Patty Loew, an Ojibwe scholar and UW Professor, described insights developed over many years of study of Native practices and beliefs regarding the land on which they live. These insights are common to members from all 12 Wisconsin Native nations. The unifying theme of land stewardship is that there is a spiritual connection with the land, the waters, the animals and the plants. They live close to the land, so they can be the first to recognize changes resulting from human practices and industry.

Christians, Moslems and Jews regard holy places such as churches as sacred, but they also have portable holy items such the Rosary or the Star of David. These followers of the Abrahamic religions have a disconnect in identifying certain bodies of water or wild rice as being sacred. The  entire society of the Ojibwe and Menomonee nations recognize that wild rice lasts forever and is therefore a super food when other sources are not available. In essence, Native peoples pray for sacred spaces that are necessary for assuring the continuation of life on earth.

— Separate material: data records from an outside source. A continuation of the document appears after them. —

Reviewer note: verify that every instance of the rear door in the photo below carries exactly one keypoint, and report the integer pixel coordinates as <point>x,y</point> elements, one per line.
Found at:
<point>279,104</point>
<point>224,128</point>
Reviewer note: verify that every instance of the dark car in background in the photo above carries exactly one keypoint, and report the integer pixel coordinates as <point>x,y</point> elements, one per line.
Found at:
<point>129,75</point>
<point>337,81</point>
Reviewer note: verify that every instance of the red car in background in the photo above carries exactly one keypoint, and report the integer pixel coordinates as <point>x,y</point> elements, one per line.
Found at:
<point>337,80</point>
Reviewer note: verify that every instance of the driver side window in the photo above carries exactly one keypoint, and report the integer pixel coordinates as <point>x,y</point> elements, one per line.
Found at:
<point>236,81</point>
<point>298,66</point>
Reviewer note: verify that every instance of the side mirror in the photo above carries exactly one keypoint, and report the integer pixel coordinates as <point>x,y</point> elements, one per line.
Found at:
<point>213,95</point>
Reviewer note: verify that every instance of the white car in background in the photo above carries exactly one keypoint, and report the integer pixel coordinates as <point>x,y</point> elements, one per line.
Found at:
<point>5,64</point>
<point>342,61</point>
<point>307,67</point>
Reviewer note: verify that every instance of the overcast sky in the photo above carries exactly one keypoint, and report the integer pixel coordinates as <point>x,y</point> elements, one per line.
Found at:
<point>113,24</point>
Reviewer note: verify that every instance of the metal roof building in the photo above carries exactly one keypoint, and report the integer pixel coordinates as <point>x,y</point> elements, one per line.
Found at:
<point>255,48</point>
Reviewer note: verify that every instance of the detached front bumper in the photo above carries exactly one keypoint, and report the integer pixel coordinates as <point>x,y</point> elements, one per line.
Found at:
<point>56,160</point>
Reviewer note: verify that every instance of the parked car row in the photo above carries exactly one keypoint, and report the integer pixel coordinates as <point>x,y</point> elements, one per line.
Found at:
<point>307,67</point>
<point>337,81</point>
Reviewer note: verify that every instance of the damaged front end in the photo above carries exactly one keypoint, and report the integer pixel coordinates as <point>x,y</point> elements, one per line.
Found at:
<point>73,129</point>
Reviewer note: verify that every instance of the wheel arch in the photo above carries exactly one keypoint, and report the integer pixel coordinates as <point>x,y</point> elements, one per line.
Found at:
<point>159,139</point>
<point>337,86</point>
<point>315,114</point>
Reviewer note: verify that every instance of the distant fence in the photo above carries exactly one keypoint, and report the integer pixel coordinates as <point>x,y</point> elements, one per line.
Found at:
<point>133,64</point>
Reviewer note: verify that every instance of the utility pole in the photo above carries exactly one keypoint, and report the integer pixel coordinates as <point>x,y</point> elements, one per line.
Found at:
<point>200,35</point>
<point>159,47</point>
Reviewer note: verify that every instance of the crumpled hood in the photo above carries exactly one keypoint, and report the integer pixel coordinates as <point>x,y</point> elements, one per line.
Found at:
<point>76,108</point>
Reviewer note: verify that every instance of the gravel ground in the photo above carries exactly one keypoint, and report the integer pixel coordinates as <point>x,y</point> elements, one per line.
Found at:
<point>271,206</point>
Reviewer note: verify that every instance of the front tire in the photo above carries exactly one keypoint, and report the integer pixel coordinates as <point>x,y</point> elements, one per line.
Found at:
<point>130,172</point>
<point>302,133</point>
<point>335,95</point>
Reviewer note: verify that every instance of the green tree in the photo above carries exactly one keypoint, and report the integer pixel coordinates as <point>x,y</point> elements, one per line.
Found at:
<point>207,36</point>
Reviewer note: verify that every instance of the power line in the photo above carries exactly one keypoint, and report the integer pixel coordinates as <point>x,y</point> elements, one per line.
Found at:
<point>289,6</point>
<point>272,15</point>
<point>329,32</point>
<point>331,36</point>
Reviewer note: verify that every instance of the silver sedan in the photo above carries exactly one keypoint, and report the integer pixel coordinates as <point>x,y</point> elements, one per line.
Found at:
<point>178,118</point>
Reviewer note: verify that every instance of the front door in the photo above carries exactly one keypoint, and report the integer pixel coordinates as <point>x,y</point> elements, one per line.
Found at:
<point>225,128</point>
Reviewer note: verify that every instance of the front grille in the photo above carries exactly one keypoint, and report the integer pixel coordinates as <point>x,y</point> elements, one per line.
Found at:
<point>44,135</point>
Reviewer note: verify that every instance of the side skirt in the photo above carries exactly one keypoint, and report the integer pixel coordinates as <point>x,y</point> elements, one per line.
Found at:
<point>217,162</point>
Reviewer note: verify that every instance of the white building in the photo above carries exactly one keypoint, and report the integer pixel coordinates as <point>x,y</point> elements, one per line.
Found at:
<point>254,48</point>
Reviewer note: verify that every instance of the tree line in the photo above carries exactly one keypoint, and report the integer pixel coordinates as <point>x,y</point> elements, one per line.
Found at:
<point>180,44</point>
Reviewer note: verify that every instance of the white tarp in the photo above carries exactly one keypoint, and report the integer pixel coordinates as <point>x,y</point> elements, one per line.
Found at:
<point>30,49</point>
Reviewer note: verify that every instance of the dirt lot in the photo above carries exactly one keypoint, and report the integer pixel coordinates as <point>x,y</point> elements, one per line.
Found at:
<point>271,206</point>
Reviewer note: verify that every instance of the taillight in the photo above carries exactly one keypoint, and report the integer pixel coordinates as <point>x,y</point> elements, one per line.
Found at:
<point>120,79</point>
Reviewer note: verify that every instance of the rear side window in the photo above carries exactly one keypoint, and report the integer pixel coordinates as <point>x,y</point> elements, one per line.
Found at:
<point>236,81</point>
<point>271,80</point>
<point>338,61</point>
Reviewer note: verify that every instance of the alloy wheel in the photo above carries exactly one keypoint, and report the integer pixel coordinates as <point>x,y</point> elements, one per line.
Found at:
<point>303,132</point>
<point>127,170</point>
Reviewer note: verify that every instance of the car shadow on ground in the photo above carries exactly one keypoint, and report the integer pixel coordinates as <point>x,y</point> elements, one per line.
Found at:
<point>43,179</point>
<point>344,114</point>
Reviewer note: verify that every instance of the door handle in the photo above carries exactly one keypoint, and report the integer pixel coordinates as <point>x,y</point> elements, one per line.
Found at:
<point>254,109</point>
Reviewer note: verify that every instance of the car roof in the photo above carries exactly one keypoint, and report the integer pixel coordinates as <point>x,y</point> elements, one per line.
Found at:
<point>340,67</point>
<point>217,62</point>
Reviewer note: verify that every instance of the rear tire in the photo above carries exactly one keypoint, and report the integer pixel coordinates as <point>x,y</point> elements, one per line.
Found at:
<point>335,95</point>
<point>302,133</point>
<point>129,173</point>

When Europeans landed in America, it was necessary for treaties to be negotiated in order to preserve the right to hunt and fish. Restricted to Reservations of limited acreage, Natives knew that the Reservation would not sustain the people, so that hunting and fishing outside the boundaries would  be required. In recent years, other more dangerous intrusions have threatened the Natives existence. One example is the proposal for large open-pit taconite mines. The processing of this low-grade iron ore would result in sulfuric acid flowing into wild rice fields and potentially even into Lake Superior. The long-range vision of the Native religion considers how any decision would affect the seventh generation in the future.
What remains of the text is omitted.